When the mind is full of automatic negative thoughts (ANTs), it can lead to a racing mind or a victim mentality. Both of these can increase negative thinking. When we really analyze a problem, however, we might find that it doesn’t hold up to scrutiny.

So, if you feel yourself being overly critical, take a pause and examine what’s true. Use these questions from the realm of cognitive behavioral therapy and the work of Byron Katie:

  1. Is it true?
  2. Is it absolutely true—are you 100 % sure it is true?
  3. How do you feel when you have the thought?
  4. How would you feel if you didn’t have that thought?

Then replace the negative with a kinder, more positive, and objective thought instead. Sit with this new thought for some time and see how it feels.

Alternatively, if you’re focused on a bothersome trait in someone else, you might turn the microscope back to yourself. We humans often project our own “unlikable” characteristics onto others. Identifying with someone else, versus pointing the finger, can help you gain more compassion for others—and for yourself.
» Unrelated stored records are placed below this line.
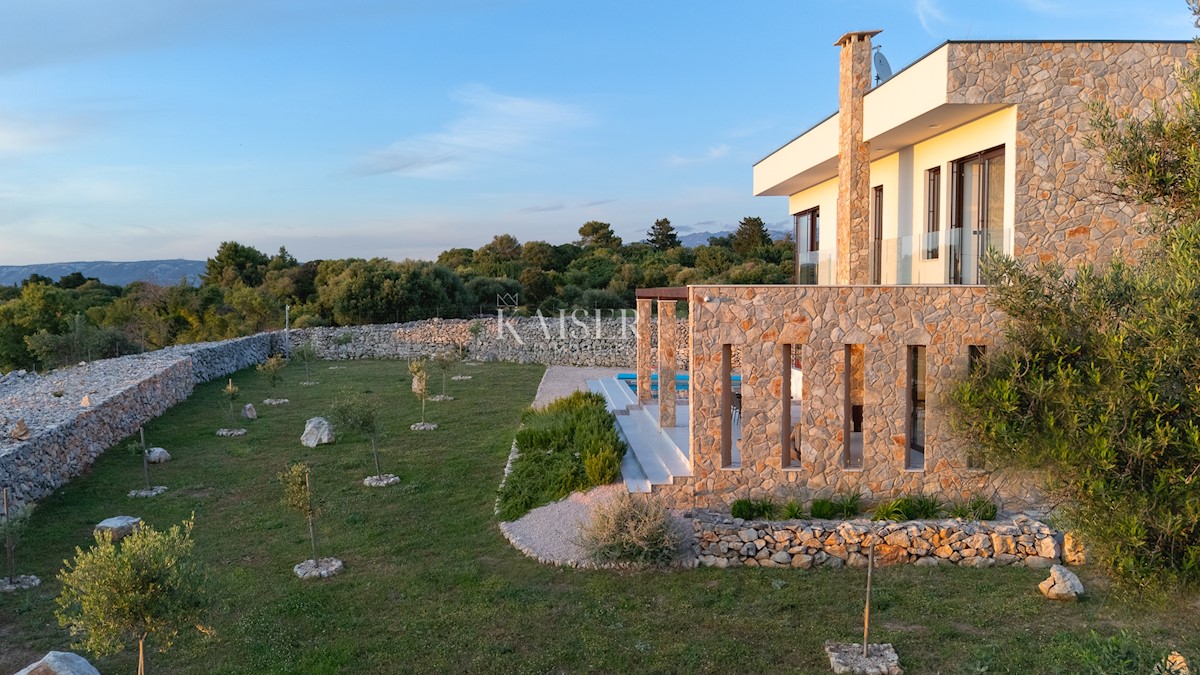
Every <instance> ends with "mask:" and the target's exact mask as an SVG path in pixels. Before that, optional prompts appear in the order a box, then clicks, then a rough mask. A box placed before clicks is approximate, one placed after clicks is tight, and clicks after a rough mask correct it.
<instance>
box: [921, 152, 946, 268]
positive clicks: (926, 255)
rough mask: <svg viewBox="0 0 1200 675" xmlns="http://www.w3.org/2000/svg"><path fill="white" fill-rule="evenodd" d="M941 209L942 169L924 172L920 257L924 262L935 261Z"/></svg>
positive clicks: (937, 248) (935, 257)
mask: <svg viewBox="0 0 1200 675" xmlns="http://www.w3.org/2000/svg"><path fill="white" fill-rule="evenodd" d="M941 207H942V167H934V168H931V169H929V171H926V172H925V243H924V246H922V255H920V257H922V258H923V259H926V261H936V259H937V249H938V246H940V244H941V243H940V241H938V238H940V237H941V235H942V232H941V229H942V221H941V217H940V214H941Z"/></svg>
2. Start a gratitude practice.

When we’ve trained the brain to seek out the “bad” in the world, we can overlook the good. One way to consciously start noticing more of those positives is by seeking them out. And a gratitude practice helps you do just that. When you become accustomed to noticing the everyday joys of life, you are more likely to appreciate them when they arrive.
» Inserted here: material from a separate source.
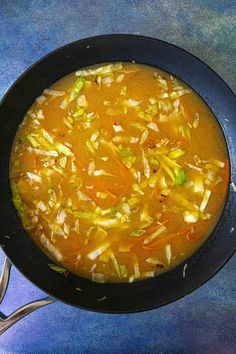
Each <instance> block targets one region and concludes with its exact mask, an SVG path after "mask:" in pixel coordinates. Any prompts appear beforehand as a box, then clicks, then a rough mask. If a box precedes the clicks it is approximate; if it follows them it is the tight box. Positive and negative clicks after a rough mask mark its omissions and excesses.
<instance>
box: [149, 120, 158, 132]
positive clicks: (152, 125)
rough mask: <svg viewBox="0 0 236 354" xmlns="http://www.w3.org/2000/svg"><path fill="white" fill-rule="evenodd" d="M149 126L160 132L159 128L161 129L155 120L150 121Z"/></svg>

If you’re feeling critical about a situation, can you list any positives that might emerge from it? If you are nitpicking in a relationship, can you list some positive qualities of that person instead?

Looking at all sides gives you a more balanced, nuanced view. This helps fight against damaging (and untrue) black-and-white thinking.

3. Slow down.

Mindfulness, meditation, yoga, and tai chi are practices that force a slow-down in the mind and body. They also put a bit of a distance between ourselves and our thoughts. Then we can evaluate them with more objectivity instead of getting caught up in the reactive “story” we want to spin.

You might also get your thoughts out on paper instead of blasting away at someone in anger or letting frustrations build. The American Psychological Association reports that journaling has been found to reduce intrusive negative thoughts.

Finally, deep breathing quickly calms us, as it activates the parasympathetic nervous system. And it can be done anywhere, anytime, on the spot.

With these tactics, you’ll also reduce your stress levels. This makes it less likely you’ll fly off the handle at falsely perceived injustices. Try some or all of them to reduce the negativity and instead learn how to embrace the beauty that life offers.